I recently met with a delightful woman who is still in her pretty rambler, in a beautiful neighborhood. Change sounds hard, but her good friends are worried. She’s being groomed by a couple of con artists, and her home is looking unkempt. Her good friends of many years are noticing some memory issues. Is it time for a change?
Timing is everything. If you wait too long to move, it’s much harder. In-home care can extend your time at home, but unless it’s for a lot of hours per week, you still will be lonely there by yourself. It may be that this woman doesn’t absolutely have to move, but her life could improve dramatically if she does. It is much better to make a move when you can make your own decisions.

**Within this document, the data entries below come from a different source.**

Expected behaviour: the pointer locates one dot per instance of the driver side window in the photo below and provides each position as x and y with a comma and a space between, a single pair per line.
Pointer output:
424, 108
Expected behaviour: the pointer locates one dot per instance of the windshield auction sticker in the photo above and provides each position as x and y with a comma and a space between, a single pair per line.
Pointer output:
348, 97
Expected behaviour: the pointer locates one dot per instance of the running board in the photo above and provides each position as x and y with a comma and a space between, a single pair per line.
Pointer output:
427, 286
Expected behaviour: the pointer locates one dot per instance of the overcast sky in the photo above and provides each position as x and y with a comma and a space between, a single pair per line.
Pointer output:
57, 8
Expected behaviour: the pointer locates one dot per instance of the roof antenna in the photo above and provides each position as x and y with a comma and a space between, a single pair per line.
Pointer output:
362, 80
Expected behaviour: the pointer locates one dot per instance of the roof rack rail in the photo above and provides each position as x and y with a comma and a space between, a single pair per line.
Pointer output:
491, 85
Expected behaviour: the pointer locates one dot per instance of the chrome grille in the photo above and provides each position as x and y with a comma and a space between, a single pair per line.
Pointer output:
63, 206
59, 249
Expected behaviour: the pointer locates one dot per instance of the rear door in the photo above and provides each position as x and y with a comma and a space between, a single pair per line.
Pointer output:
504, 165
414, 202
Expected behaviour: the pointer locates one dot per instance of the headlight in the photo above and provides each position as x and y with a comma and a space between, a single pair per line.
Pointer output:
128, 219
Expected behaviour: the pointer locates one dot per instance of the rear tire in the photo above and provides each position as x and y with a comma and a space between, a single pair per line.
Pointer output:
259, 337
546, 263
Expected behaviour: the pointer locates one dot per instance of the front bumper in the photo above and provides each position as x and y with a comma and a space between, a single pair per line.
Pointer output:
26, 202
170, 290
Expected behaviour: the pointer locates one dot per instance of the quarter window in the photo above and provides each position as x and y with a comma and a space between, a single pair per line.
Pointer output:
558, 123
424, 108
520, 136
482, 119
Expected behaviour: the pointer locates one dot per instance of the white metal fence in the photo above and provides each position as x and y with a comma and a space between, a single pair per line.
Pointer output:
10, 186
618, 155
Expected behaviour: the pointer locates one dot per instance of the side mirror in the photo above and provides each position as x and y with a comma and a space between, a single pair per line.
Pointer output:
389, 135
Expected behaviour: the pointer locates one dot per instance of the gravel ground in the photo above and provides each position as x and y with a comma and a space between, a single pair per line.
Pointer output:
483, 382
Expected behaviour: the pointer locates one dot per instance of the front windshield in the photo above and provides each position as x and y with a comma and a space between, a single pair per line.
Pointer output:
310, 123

How can her life improve? If she moves to appropriate senior housing, she will have her own apartment, with all the privacy she wants. She will also have new friends just outside her door. Our pandemic has made it harder to visit with friends and family, but if they are in the same building it is easier. She will get good meals, which could improve her health and her memory. Those often get better when someone moves into senior housing. She would have activities to do in the building during the pandemic, and trips to the theatre or events once things open up. Her apartment would be cleaned regularly, which is not happening now in her home, and she would not have to worry about maintenance. She is certainly well enough now to make her own decisions, to choose the right place, to make and remember new friends. She is able to get used to a new home, and as she needs more help in the future it will be there.
So how would this happen?
Senior housing consultants such as Stan McKenzie with A Change is Afoot know the different places that are available, and can interview the client to find out what will work for her. She would start by choosing a place to live. Next, with help from a move management company like Seamless Moves and Laurie Lamoureux she would decide which possessions to take to her new home. Laurie and her team would help her work out placement of her things in her new home, and then pack, hire the movers, and unpack in the new apartment. After she has moved out, John Meskel with CJ Estate Sales would either hold an estate sale, or if there wasn’t enough value in the things she didn’t take, would simply empty the house and donate everything she left behind. Once the home was empty, I would arrange any work to the house that she wanted to do, and then put it on the market. And good news! It’s a sellers’ market! Homes are selling really well, pandemic or not!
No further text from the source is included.